Despite their interest in the new features available with IPv6, few IT shops have committed to migrating to the new protocol. Only 2 percent of respondents have migrated to IPv6 across their organizations while 11 percent are in the process of migrating or will migrate within the next 12 months.
Of the remaining respondents, 39 percent have assessed the benefits of IPv6 but have not begun migration, 13 percent have decided not to migrate within the next two years and 8 percent will not start migrating in the next three years. More than a quarter of the respondents have not even considered IPv6.
What's holding IT shops back from migrating to IPv6 is a lack of return on investment, the survey found. Most respondents -- 70 percent -- agree that IPv6 is a mature enough technology to deploy with confidence. However, 71 percent of respondents say there is not a strong enough ROI to deploy IPv6. Similarly, 58 percent of respondents say that it has value but does not link to business drivers.
"This combo (both weak ROI and business-driver link) is likely to be, more than anything else, the key factors behind the slow adoption curve for IPv6," INS says.
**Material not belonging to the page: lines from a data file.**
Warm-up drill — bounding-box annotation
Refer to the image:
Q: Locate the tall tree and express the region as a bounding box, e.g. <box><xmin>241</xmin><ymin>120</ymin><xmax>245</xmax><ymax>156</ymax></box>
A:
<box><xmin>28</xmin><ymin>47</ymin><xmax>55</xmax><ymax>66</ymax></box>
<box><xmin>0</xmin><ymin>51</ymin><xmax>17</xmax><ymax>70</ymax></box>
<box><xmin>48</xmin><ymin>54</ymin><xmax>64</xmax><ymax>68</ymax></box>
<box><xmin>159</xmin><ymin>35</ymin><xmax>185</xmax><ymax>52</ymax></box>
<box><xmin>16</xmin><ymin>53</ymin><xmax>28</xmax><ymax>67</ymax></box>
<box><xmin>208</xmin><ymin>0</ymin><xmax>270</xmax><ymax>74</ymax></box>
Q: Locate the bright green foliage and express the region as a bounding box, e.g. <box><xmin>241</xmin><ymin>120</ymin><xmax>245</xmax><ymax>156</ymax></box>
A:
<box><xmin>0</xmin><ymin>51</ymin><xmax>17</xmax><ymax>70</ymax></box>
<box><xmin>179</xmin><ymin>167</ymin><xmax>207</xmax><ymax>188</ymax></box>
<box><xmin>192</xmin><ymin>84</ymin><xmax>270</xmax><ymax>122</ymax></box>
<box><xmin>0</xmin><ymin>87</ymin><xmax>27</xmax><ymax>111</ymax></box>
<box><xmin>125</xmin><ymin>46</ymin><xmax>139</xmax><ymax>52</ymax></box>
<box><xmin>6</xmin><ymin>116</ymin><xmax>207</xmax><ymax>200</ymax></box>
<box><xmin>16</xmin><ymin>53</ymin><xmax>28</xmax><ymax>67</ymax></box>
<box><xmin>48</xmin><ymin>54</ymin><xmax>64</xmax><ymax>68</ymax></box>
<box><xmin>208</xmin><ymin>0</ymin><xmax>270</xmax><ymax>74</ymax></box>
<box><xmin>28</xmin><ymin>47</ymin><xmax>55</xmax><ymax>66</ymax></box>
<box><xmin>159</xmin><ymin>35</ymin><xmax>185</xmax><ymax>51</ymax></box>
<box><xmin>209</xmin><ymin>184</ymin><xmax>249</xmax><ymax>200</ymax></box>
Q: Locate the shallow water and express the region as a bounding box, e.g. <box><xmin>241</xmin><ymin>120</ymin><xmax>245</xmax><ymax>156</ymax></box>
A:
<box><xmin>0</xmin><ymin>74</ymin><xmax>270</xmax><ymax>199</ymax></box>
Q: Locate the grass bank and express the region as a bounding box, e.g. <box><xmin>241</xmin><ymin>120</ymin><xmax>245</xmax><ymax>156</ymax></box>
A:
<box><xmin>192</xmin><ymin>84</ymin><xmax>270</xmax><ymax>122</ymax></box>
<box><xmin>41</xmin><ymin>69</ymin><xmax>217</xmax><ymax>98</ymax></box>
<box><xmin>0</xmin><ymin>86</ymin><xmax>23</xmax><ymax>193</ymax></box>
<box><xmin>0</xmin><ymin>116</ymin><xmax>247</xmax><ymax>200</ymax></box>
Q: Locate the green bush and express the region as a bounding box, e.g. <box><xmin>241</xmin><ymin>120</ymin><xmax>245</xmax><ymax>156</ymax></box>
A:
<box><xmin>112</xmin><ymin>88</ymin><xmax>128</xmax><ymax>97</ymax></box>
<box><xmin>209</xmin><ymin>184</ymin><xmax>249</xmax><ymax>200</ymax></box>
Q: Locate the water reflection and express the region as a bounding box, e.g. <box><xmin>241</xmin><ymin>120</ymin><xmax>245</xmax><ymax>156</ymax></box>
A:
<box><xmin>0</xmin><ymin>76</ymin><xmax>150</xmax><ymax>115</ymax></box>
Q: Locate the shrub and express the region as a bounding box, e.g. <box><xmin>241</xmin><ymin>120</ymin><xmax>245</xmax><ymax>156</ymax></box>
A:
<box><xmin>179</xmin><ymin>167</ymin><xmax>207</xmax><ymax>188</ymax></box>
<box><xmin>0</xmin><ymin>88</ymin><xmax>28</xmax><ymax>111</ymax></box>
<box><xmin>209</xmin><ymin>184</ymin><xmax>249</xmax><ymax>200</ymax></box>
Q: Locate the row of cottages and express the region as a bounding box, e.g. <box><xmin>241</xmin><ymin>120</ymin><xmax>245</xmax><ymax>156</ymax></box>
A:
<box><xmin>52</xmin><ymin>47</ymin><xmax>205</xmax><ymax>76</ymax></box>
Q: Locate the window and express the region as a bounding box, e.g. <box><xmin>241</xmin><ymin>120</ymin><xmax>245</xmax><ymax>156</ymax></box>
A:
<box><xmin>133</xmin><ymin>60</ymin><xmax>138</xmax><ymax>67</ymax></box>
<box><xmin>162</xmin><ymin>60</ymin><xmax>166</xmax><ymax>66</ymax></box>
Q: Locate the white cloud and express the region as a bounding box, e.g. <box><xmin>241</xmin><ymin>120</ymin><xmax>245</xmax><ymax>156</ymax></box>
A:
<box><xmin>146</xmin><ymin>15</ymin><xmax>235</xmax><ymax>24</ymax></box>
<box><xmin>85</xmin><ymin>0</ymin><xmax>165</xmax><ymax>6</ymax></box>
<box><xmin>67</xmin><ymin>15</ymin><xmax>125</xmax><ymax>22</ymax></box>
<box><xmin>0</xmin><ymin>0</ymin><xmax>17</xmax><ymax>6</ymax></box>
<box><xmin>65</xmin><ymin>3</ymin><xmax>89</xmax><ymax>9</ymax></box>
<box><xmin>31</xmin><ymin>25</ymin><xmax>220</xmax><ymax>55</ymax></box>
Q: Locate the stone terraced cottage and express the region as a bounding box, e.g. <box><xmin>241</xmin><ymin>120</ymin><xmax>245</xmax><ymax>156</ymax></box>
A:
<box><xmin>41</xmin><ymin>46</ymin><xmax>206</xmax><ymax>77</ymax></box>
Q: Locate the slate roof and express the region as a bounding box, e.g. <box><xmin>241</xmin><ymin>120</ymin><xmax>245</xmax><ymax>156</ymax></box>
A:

The survey found that the biggest hurdles to IPv6 deployment continue to be the complexity of an infrastructure upgrade and the concern about converting existing applications and middleware. Equipment costs are also a barrier, as is the perception that the only benefit of IPv6 is expanded address space. Retraining and network management headaches were of little concern to respondents.
INS conducted its Web-based survey on IPv6 in October and November of 2005. The 200-plus respondents were primarily from North America -- 68 percent -- but 15 percent were from Europe and 10 percent from Asia.